Author: Allan Kaganov
A car is a big buying decision; for many it’s a financial commitment second only to a mortgage. The customer, having deliberated over in-car features, specifications, performance and the adequate provision of cup holders wants buying his or her chosen car to be simple and quick. The car salesperson also wants to close the deal rapidly and to feel that they’ve given their customer an overall good experience.
Unfortunately, according to Intelligent Environments, nearly half of surveyed Brits who own cars on finance say it’s the finance bit that’s one of the most difficult things about buying a new car. Not compromising on cup holders, then.
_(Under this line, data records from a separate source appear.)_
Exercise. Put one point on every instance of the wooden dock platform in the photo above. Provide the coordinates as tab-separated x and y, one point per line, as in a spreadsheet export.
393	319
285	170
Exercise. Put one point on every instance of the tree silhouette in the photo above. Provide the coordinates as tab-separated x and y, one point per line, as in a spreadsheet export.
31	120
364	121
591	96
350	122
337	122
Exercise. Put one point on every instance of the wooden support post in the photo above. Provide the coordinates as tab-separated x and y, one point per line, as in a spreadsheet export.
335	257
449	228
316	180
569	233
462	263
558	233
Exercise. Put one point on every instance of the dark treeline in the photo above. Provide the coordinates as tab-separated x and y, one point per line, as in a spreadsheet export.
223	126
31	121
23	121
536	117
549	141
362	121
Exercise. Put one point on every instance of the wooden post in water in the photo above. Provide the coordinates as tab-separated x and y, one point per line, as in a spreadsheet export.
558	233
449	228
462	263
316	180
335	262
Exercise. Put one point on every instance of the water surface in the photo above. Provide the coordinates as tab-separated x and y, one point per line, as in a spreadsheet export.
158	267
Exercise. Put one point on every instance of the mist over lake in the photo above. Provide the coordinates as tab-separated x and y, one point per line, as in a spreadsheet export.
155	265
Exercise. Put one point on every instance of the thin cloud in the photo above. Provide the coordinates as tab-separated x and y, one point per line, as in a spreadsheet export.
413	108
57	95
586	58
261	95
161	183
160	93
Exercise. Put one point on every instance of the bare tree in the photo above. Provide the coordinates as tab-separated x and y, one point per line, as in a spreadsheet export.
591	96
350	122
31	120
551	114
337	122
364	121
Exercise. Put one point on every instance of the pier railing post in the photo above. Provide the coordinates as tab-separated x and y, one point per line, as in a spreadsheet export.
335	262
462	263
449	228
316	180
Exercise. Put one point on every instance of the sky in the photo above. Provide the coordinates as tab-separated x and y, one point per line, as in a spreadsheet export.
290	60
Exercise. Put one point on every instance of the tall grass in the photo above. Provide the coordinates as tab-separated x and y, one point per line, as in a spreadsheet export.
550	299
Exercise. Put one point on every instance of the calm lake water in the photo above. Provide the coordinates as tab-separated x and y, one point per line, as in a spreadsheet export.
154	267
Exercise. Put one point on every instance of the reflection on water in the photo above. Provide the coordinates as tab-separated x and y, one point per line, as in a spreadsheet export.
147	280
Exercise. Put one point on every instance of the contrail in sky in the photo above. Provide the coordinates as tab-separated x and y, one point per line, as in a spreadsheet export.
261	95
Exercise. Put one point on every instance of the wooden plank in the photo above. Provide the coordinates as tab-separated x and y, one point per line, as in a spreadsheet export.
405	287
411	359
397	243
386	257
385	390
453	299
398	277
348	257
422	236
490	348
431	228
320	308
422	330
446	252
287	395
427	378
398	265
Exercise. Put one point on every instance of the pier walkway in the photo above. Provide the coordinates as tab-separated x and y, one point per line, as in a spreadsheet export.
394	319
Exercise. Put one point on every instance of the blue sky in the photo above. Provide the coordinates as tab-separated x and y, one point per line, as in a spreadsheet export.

The problem is, a lot of car finance processes are old-fashioned, manual and largely paper-based. For the car-buyer who probably started their search online and conducts much of his/her affairs – including finance management – that way, it’s a step back into the ‘olden’ days.
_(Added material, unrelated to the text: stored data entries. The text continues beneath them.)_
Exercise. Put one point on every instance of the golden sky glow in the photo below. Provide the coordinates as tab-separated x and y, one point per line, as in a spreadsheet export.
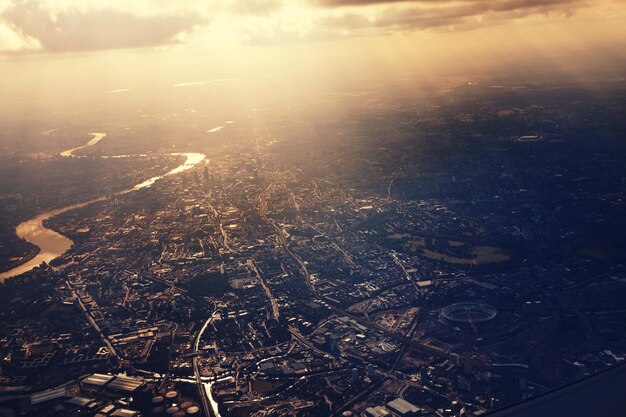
115	45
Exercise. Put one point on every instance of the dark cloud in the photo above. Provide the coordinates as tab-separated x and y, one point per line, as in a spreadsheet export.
78	30
459	15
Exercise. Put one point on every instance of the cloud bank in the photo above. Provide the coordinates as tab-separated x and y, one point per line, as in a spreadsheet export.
86	25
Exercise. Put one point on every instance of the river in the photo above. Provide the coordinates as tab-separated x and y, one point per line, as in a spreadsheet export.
52	244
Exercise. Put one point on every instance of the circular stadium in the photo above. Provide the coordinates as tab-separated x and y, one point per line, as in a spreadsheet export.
468	312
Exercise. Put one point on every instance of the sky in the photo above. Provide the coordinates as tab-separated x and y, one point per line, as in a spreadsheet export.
51	46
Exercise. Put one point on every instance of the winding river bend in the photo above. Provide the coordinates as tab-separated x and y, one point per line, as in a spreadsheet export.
52	244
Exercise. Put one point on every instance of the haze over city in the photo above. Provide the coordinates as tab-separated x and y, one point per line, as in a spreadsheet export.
312	208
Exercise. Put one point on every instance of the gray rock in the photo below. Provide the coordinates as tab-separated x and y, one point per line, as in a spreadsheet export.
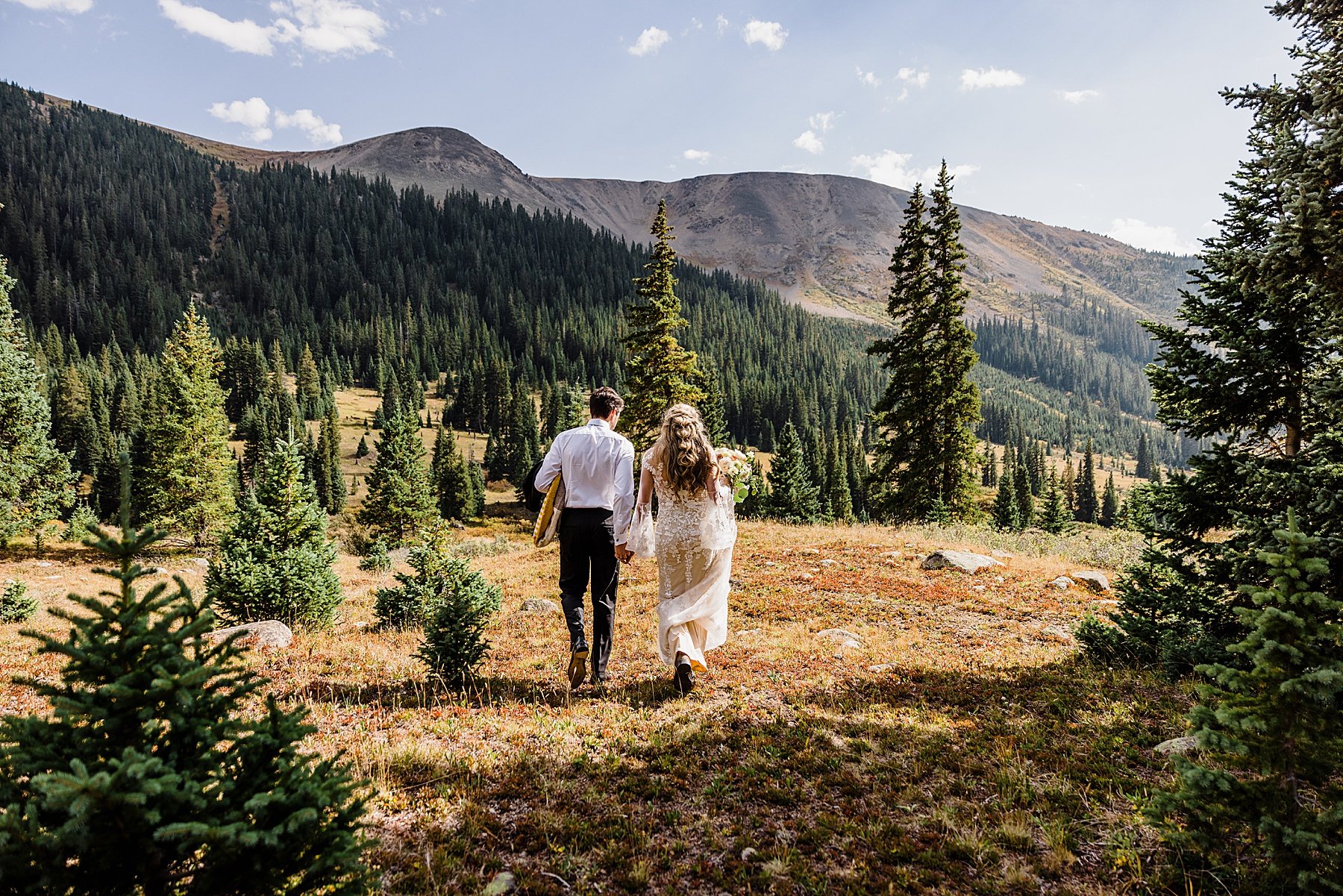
1175	746
268	633
963	560
845	639
1092	579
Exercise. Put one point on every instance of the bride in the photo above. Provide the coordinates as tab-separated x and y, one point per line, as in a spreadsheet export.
696	528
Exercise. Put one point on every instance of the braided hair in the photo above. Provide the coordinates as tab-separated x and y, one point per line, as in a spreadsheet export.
685	451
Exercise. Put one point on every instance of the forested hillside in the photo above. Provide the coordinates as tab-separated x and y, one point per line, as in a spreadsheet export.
112	226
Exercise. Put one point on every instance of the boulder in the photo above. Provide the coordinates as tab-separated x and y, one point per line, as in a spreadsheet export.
845	639
268	633
1175	746
1092	579
963	560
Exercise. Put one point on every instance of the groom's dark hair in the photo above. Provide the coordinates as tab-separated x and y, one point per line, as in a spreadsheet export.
604	402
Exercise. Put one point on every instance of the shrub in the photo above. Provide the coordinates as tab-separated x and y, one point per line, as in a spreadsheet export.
16	605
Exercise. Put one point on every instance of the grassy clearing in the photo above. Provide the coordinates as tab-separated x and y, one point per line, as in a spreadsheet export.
960	748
Yet, auto finance is very big business – a huge 86 per cent of new car sales in the US are financed, equating to an auto loan balance of more than $1.06 trillion. In such a lucrative market, incumbents face increasing competition from new market entrants able to do things a different way. For both established players and those starting out, technology offers the potential for efficiency improvements.
Take renewals, for example; it makes no sense in this digital age for existing customers to have to go through a complete application process again. Huge efficiencies surely lie in a simple online renewal process, backed up by a digital approvals process with as much automation as possible.
Despite the size of today’s auto finance market, new voices are continually added to industry murmurs of new systems of car ownership. As city congestion worsens and the cost of individual car ownership goes up, shared and subscription-based options may gain popularity.
This, suggests Deloitte stands to alter auto financing. From consumer to commercial auto lending with finance extended to dealerships buying cars to offer to customers on a subscription basis. For those finance providers with business models built around dealership loans to consumers, as Deloitte points out this would entail a shift to a commercial lending model.
One thing is clear. For a market thriving in the digital age while remaining arguably less transformed by it than most, change is on the horizon for auto finance. This change may drive higher levels of digitisation, so that consumers may be better served; it may result in a re-evaluation of business models to support a new market dynamic. In the short to medium term, of course, it may probably result in both.